Measuring the return on investment from talent development is a critical element of any development strategy, but should not be the sole responsibility of HR professionals.
This was the among the main findings of a Talent Forum involving HR professionals and business leaders from public, private and third sector organisations, hosted by leadership and management training and development consultancy Awbery Management Centre. “The current economic climate is encouraging businesses to become increasingly concerned with measures for tracking the results of their investment in talent development,” said Jane Rawden, head of HR services at Awbery.
“This is understandably an emotive and important issue for all types and sizes of organisations, and we saw this as a significant and timely discussion topic for our Forum in Nottingham. “It was clear from the debate and discussions that attitude and behaviour are amongst the biggest measures of whether or not talent development is working. “Namely, this centres around what an individual WILL do rather than simply CAN do, and line managers should be encouraged to show the return on investment they and their team are achieving from a businesses’ talent development programme, rather than assuming this is the role of an HR professional.

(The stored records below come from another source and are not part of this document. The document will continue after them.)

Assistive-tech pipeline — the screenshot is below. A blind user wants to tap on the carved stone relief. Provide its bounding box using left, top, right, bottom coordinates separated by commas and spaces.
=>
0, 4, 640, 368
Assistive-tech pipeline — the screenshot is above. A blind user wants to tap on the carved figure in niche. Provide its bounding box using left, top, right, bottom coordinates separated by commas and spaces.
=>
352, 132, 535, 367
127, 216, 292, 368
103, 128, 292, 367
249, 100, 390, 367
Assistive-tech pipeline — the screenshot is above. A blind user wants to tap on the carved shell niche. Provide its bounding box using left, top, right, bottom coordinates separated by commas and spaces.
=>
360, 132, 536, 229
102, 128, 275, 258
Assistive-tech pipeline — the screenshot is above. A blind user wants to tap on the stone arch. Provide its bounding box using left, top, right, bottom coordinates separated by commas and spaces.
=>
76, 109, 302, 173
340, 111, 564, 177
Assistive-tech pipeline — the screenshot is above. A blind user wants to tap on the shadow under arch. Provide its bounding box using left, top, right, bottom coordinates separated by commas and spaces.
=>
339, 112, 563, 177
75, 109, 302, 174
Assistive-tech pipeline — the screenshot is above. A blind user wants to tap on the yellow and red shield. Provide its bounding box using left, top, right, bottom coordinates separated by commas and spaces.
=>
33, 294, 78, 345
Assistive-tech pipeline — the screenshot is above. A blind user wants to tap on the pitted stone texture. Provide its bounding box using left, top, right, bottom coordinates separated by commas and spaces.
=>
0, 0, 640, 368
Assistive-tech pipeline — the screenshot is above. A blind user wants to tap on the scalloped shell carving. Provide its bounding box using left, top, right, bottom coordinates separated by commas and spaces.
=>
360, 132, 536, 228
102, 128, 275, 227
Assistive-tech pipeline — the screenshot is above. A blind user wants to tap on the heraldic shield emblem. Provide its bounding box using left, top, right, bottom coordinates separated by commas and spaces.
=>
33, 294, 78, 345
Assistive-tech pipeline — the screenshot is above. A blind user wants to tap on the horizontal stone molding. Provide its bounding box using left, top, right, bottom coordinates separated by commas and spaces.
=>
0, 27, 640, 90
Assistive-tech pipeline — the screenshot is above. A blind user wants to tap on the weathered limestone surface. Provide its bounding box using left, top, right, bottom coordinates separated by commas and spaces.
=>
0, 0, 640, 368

“All too often, an organisation assumes measuring talent RoI should be left to HR professionals alone, when in fact so much more can be achieved and learned from encouraging managers to measure their own success and that of their team, and this was a view shared by the professionals debating at our Forum. Middle and line managers are a key cog in talent development programmes,” she said, “and yet an unwillingness to cooperate or a lack of understanding is what is expected of them, can lead to poor outcomes.”
The Forum revealed that to optimise a managers’ personal responsibility and its potential to empower and motivate, it is important to identify the people who want to grow and develop, and to support them onto the pathway of developing their own talent. It also identified however a sense that individuals are less willing to make lifestyle changes, such as relocation, in order to take advantage of development opportunities: “You must give individuals sight of the excitement and the challenge of the project,” commented Group Director of Organisation and Development at Babcock International Group, Kevin Goodman, who facilitated the debate. There was a general consensus that managers tend to recruit based on what is needed now, rather than taking the long view and looking at future development. “Such short-termism, coupled with risk aversion, could explain why organisations frequently end up with caretaker managers rather than the architects of the future they need to drive the business forward,” commented Jane Rawden. 360 degree appraisals were agreed as a valuable talent development system tool, as these help both managers and individuals to reflect, as Jane explained: “It was felt that these appraisals can be a valuable tool in measuring the return on investment from talent development, as well as a chance for conversation.”